I suppose an all-purpose oeuvre like “genre” had to be invented eventually, as the lines between horror, sci-fi and super-hero movies dissolved.

She Never Died, by Canada’s increasingly self-assured oeuvre queen Audrey Cummings (Berkshire County, Darken), is a classic example – a supernatural story with comic overtones about a super-strong and invulnerable “fallen angel” with off-putting habits, foremost among them: eating people’s fingers for the marrow.

Oluniké Adeliyi getting very angry as a captured Lacey in She Never Died.

Oluniké Adeliyi getting very angry as a captured Lacey in She Never Died.

The movie is a sequel of sorts to 2015’s He Never Died, which starred Henry Rollins, and it’s written by that movie’s director Jason Krawczyk.
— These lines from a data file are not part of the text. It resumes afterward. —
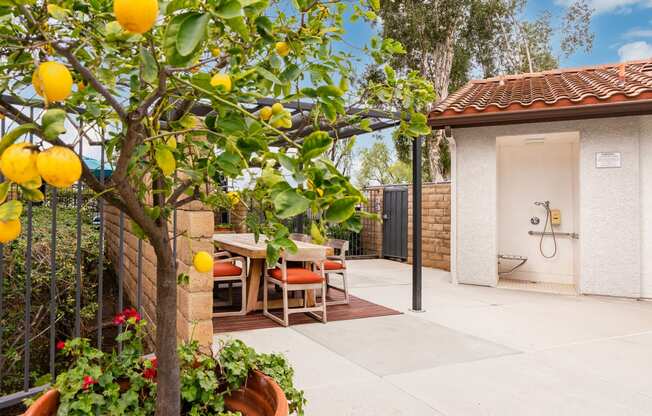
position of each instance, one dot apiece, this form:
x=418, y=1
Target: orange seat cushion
x=333, y=265
x=297, y=275
x=226, y=269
It’s a parallel story about a woman (Olunike Adeliyi) named Lacey living the life of a homeless person so as best to go unnoticed. Like Rollins’ character, Lacey is an immortal. Unlike Rollins character, she cares.
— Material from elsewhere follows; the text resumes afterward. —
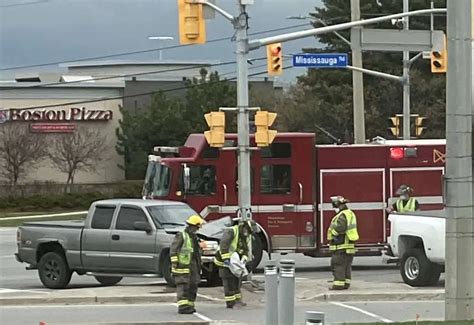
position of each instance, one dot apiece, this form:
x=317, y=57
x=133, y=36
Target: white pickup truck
x=418, y=240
A girl’s gotta eat, but if she must, she might as well eat people who deserve it. So, Lacey takes to hunting criminals, her taste for digits eventually attracting the attention of a cynical police detective named Godfrey (Peter MacNeill). Knowing a good bad-thing when he sees it, he declines to arrest her, but points her in the direction of the worst people he knows but just can’t seem to arrest.

Atop the worst list: brother and sister psychopaths and human traffickers Terrence and Meredith (Noah Dalton Danby and Michelle Nolden). Lacey’s life is further complicated when, in the process, she saves an ebullient street-wise young woman Suzzie (Kiana Madeira), who insists on becoming her sidekick.

Madeira is great in this role, constantly asking questions about Lacey’s powers and squeezing reluctant answers out of her, further fouling her mood as the inevitable showdown between these three odd partners and the sibling psychos nears. There will be near-death scrapes, last minute rescues and escapes. And there will be blood.

Cummings’ style has developed since her slasher-film debut in Berkshire County. The camera sometimes seems to have wings of its own as it follows our protagonist via crane shots and ground-level angles. The light and the dark mix nicely, and the tension is maintained throughout. 

And, when provoked, Adeliyi has an awesome look of menace that is full-out scary. She is a bad-ass fallen angel whose glare is practically a death sentence.

What becomes clear in the final act is that Lacey is part of a bigger picture that, for the moment, is in development in Krawczyk’s mind (he is currently creating a TV series, The Four Horsemen of the Apocalypse, based on the scenario in these two movies. She Never Died is open-ended, and promises an eventual clash on a celestial level. 

Who knows? Since they’re two of a kind, we might even see Adeliyi get to compare bad attitudes with Henry Rollins down the road.